A memory of my Dad and of Marilyn Youngbird - part 2

Not long after her departure, I was meditating in my office. I had had a dream a week or so earlier of my father and I was contemplating it. The dream went like this. I was walking up some stairs in a very industrial building, one made completely of concrete. When I got to the stairs, I turned left and entered a large chamber. The floor was covered with about an inch of a bile-like substance, thick, gooey, and sickening. My Dad was above me, suspending from the high ceiling on a long rope, his body hanging on a large hook stuck in his back. Horrified, I looked at my Dad while I worked my way around the periphery of the room, staying near the walls where the bile was less deep. Eventually I made my way to a door and went outside. It was nighttime and I was in the parking lot. This is when I woke up.

I had a very difficult time figuring out the dream. It was so troubling, so potent, and so obviously associated with the experiences around my father's death and my participation in and reactions to those experiences.
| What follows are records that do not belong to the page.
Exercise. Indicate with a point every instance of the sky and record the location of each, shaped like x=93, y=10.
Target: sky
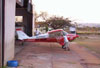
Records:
x=81, y=11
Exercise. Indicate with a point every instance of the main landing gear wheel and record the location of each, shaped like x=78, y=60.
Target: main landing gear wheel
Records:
x=66, y=48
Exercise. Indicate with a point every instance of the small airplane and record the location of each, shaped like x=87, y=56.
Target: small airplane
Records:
x=50, y=36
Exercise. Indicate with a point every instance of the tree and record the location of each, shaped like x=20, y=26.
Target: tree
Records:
x=42, y=16
x=58, y=22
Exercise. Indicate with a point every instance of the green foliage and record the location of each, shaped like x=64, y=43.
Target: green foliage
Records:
x=58, y=22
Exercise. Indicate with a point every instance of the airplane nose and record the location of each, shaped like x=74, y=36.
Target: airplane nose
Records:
x=77, y=35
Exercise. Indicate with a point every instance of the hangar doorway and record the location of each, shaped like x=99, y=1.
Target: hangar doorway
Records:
x=23, y=20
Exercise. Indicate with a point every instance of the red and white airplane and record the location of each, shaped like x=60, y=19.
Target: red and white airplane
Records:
x=50, y=36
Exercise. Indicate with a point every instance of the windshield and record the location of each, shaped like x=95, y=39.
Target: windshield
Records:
x=65, y=33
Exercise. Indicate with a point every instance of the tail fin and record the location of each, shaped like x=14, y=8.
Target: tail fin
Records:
x=21, y=34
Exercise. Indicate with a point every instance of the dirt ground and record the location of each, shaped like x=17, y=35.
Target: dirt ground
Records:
x=51, y=55
x=91, y=42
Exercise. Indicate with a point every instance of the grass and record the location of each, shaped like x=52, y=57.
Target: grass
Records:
x=91, y=44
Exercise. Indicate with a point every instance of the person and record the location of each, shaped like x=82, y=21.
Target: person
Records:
x=66, y=43
x=37, y=32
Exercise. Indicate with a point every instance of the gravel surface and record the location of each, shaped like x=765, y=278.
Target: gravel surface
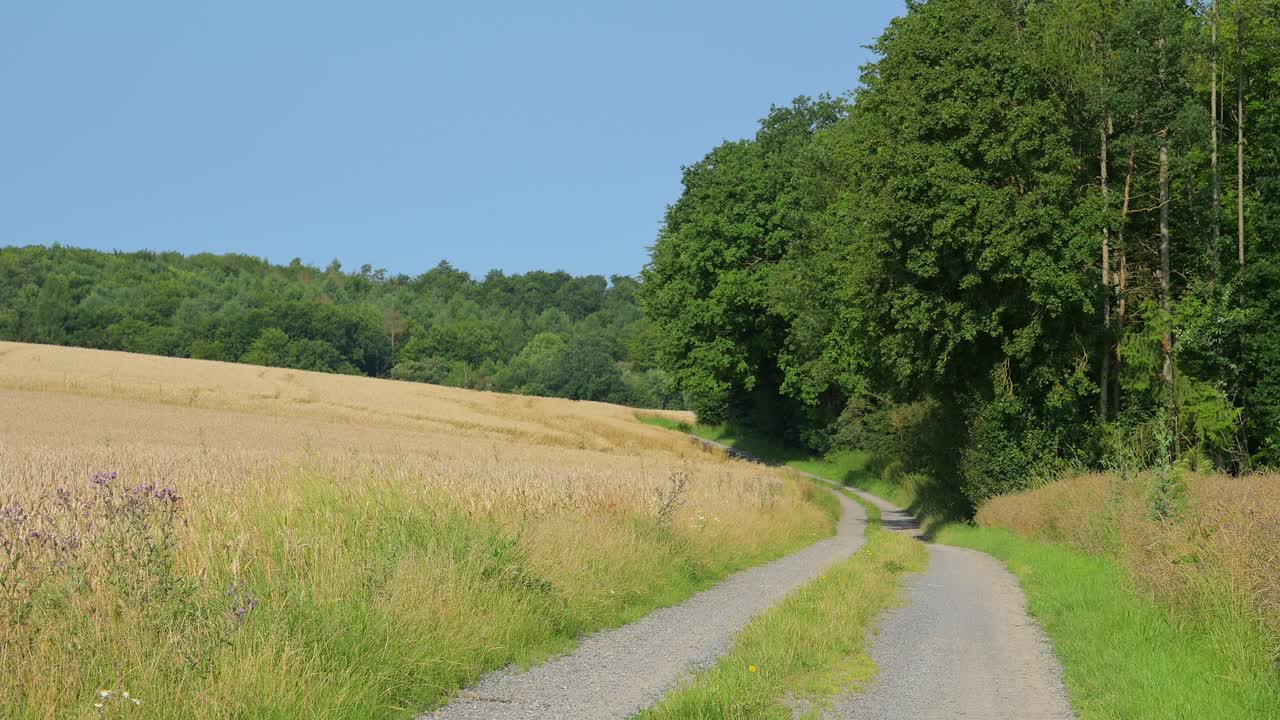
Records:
x=618, y=673
x=963, y=646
So I decided to practice what's called active imagination, recreating in my mind the scenes of my dream as vividly as I could. When I felt the dream was as alive as it could be, I asked my Dad, suspended on the hook from the ceiling, "What are you trying to tell me?" And he responded, "Let me off the hook!"

I came to the understanding that what was being said was that I needed to let my self off the hook, to forgive myself, to understand how I was doing the best I could with where I was at the time. I burst into tears. And just as this happened a final metal ball in the box fell and hit a chime.

This was a very healing experience for me. I was much more able to forgive myself, and because of this forgiveness, feel close again with my father. The power of self forgiveness, of recognition of being human. And how not participating in this forgiveness was keeping my  heart so hard, creating distance from my self and those I love.  

I felt and feel to this day that Marilyn's presence in our home facilitated this experience. Similar experiences have happened to me when in her presence. The ringing of the bell was such a loving and discreet and deeply personal confirmation of my work with the dream, of the love I share with my father, and of the intimately sacred healing space within the heart. And I am so grateful to Marilyn and to, in her words, our Universal Grandparents, (what a lovely way to describe this loving force within our lives).  Thank you, father. Thank you, Marilyn. Thank you in whatever form you take, Universal Grandparents.